FoldFlow-2

Introducing FoldFlow-2: a state-of-the-art protein structure generative model that uses both protein sequence and structure to unlock huge potential for protein design.

Using Structure And Sequence

Proteins are essential for almost all biological processes, and designing proteins to solve specific problems will depend on understanding both their 3D structure and amino acid sequence. However, despite this interdependence, protein design generative models have usually tackled structure and sequence separately.

To address this shortcoming, our team developed FoldFlow-2: a protein design model that builds on the success of our previous FoldFlow model while taking full advantage of sequence and structure during training and protein generation.
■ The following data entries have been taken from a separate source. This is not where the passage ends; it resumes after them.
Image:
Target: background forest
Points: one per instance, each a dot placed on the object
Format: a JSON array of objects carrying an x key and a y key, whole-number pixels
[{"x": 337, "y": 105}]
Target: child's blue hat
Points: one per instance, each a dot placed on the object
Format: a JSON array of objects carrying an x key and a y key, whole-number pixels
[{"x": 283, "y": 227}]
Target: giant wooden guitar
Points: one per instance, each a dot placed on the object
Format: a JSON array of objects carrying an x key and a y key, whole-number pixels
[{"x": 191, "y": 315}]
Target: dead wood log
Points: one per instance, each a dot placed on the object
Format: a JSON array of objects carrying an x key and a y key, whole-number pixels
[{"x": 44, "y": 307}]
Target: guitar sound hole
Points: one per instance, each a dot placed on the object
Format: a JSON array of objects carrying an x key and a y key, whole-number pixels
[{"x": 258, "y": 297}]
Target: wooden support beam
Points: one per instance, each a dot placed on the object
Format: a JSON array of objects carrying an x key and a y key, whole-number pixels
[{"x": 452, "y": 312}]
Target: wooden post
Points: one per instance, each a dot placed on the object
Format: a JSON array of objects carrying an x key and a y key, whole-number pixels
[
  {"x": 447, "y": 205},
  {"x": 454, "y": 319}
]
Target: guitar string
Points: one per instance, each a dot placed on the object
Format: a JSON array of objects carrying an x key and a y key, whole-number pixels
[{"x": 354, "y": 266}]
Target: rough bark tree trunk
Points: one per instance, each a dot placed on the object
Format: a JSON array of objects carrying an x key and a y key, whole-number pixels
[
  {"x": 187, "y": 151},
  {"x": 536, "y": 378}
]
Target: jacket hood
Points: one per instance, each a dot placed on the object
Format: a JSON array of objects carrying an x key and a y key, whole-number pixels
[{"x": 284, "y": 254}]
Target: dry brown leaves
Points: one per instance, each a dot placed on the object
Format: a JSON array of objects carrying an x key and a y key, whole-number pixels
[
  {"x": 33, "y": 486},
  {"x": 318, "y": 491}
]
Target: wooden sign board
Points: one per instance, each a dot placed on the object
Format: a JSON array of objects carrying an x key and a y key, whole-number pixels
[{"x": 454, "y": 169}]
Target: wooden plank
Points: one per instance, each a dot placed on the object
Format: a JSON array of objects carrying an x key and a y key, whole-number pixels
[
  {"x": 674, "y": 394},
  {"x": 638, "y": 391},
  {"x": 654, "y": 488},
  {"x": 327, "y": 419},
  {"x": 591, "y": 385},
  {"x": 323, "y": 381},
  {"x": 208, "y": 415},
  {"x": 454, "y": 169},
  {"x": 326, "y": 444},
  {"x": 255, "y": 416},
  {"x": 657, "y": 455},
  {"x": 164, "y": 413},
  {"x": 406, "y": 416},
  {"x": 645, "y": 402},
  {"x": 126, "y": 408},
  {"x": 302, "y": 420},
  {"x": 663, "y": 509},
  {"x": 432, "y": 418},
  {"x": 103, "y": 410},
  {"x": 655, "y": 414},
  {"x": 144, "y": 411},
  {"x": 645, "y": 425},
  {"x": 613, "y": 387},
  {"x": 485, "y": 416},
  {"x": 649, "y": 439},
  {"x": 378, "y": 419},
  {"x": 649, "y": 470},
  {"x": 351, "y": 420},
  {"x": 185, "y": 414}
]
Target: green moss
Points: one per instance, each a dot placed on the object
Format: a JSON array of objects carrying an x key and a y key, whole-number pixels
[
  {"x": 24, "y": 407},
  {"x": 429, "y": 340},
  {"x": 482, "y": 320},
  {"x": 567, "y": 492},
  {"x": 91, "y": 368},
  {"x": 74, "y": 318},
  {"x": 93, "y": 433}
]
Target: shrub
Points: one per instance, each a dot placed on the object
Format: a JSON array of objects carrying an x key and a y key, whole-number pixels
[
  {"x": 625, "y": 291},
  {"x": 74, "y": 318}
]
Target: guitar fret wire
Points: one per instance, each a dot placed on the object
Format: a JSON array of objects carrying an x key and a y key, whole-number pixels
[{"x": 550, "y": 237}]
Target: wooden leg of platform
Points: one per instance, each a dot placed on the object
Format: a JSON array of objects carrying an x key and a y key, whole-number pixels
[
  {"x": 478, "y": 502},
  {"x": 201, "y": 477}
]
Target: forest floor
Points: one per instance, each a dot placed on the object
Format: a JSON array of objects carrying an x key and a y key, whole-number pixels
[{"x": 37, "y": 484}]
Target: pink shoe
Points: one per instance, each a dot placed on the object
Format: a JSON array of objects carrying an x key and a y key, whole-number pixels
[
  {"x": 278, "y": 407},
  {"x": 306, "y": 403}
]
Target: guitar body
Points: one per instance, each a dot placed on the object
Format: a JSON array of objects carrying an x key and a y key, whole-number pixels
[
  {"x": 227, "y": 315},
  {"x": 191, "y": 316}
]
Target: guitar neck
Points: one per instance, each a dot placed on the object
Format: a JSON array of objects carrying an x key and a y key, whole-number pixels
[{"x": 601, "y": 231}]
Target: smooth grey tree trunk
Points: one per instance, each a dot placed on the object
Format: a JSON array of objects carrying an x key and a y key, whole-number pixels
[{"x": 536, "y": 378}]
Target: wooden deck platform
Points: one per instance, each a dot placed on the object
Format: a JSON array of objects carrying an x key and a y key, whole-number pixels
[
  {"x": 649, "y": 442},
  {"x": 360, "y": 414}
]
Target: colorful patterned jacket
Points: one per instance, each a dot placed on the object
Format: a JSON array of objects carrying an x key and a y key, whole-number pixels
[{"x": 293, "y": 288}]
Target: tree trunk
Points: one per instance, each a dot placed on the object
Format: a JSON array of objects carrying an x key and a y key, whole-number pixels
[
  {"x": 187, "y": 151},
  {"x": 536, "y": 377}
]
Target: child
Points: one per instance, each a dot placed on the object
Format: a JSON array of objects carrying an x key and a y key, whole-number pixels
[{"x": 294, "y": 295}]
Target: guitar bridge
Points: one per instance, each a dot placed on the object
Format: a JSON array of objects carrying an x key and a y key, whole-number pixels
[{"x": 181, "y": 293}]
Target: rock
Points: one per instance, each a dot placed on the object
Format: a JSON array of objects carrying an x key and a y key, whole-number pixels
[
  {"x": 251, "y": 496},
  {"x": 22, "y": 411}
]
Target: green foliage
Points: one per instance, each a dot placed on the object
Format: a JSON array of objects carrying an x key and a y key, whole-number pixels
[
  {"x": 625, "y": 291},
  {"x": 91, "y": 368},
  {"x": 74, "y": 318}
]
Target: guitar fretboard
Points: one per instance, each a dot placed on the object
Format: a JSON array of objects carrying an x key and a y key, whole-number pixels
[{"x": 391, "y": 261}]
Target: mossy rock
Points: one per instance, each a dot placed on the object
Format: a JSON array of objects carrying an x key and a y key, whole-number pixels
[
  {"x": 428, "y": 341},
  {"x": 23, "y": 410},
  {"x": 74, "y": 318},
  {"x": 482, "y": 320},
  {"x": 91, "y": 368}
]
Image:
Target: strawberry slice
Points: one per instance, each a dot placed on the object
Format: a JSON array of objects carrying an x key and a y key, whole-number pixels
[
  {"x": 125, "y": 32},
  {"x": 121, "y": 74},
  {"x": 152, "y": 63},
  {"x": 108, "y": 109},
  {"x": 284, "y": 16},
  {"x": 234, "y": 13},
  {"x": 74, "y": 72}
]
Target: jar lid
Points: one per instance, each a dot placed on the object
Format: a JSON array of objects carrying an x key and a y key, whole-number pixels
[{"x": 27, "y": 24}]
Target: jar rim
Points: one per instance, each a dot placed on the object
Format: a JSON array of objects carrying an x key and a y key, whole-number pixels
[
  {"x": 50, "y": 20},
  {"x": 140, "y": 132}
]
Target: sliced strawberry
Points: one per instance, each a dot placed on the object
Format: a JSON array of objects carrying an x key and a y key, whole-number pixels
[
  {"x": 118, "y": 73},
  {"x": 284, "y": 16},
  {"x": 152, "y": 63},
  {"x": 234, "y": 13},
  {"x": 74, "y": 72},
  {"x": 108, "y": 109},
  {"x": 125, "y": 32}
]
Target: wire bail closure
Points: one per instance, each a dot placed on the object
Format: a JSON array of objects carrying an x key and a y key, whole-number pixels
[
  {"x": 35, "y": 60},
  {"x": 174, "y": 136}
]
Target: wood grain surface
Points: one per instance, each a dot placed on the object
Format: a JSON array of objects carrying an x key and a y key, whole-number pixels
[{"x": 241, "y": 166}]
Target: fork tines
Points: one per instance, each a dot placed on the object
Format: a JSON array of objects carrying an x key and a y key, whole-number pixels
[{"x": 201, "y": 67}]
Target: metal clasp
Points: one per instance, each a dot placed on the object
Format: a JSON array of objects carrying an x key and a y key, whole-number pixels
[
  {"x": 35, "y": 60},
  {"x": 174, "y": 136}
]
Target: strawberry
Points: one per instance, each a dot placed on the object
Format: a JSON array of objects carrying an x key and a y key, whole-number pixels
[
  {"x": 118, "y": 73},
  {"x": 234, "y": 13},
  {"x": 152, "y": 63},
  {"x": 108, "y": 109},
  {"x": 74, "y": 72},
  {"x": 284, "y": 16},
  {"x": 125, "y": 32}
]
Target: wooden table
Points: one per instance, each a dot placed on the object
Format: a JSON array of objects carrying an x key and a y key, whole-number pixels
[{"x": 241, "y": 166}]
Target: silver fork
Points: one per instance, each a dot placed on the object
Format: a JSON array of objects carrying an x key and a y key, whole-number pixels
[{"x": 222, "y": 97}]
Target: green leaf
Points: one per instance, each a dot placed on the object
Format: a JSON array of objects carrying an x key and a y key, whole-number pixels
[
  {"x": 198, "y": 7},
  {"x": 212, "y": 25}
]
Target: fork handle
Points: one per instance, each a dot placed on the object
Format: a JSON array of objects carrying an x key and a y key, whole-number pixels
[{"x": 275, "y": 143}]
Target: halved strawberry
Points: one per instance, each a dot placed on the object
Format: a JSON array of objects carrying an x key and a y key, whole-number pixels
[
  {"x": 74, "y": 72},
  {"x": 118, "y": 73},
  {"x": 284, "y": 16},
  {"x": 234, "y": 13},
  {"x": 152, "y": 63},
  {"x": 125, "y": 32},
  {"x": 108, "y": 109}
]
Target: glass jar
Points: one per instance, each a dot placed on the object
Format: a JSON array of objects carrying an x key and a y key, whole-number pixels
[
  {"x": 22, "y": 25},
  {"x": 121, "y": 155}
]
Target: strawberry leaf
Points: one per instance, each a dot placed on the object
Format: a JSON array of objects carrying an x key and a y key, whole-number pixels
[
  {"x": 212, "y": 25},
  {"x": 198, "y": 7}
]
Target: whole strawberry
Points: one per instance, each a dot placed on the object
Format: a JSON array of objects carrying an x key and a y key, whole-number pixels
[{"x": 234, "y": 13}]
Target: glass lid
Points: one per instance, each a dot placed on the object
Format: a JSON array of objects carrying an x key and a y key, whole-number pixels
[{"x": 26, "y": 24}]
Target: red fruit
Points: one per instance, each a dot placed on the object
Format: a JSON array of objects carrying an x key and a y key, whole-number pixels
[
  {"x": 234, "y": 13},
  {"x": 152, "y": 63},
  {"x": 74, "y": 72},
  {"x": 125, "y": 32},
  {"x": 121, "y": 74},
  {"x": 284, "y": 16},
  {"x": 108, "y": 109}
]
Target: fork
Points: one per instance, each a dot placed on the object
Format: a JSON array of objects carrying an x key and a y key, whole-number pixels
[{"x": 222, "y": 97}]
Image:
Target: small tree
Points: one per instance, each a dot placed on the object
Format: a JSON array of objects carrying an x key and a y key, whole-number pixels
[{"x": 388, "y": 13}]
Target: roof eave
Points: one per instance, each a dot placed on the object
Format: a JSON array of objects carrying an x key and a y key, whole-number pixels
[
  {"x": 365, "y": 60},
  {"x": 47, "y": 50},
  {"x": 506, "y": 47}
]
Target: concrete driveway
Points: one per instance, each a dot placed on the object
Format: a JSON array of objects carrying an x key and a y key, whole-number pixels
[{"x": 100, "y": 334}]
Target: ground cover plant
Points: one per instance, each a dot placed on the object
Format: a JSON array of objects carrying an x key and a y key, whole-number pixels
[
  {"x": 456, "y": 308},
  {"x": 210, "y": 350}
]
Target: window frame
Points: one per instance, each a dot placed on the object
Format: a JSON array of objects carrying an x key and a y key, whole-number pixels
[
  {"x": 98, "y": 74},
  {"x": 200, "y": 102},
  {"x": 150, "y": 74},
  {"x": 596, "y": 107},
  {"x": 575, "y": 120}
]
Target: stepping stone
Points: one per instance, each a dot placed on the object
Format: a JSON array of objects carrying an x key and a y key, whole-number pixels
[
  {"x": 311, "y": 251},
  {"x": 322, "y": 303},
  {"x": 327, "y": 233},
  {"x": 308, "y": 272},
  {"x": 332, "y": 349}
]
The result is a new state-of-the-art in generating designable (a measure of generation quality), novel proteins, and significant new capabilities for guiding protein design based on sequence and structure information.

Our Approach to Protein Generation

Our approach to designing FoldFlow-2 was to combine our expertise in flow-matching models for protein structure generation with the latest architectures and best practices in protein design models. This led us to building the FoldFlow-2 architecture with the following parts:

  1. Sequence encoding: Using a pre-trained protein language model (PLM) called ESM-2[1] to encode the amino acid sequence. ESM-2 was trained on millions of sequences, which allows us to indirectly leverage that information in our model.
  2. Structure encoding: Keeping FoldFlow’s structure module since it is a powerful and well-understood neural network architecture to process structures.
  3. Multi-modal fusion: Adding a "trunk" network of multiple attention-based layers to fuse the structure and sequence information and produce a rich combined representation of the inputs.
  4. Structure decoder: To generate the final prediction, we leveraged the same structure module as our encoder to convert the combined structure and sequence information into a geometrically-informed prediction of the protein structure.

The result is a model that shares some similarities with popular protein folding models like ESMFold[1] but FoldFlow-2 is trained to generate new proteins.

Training FoldFlow-2

Most prior protein generation models were only trained on "experimentally validated" protein structures from the Protein Data Bank (PDB) but collecting these data is slow and costly, which limits scalability. At DreamFold, we developed techniques for leveraging predicted protein structures from folding models in our training data.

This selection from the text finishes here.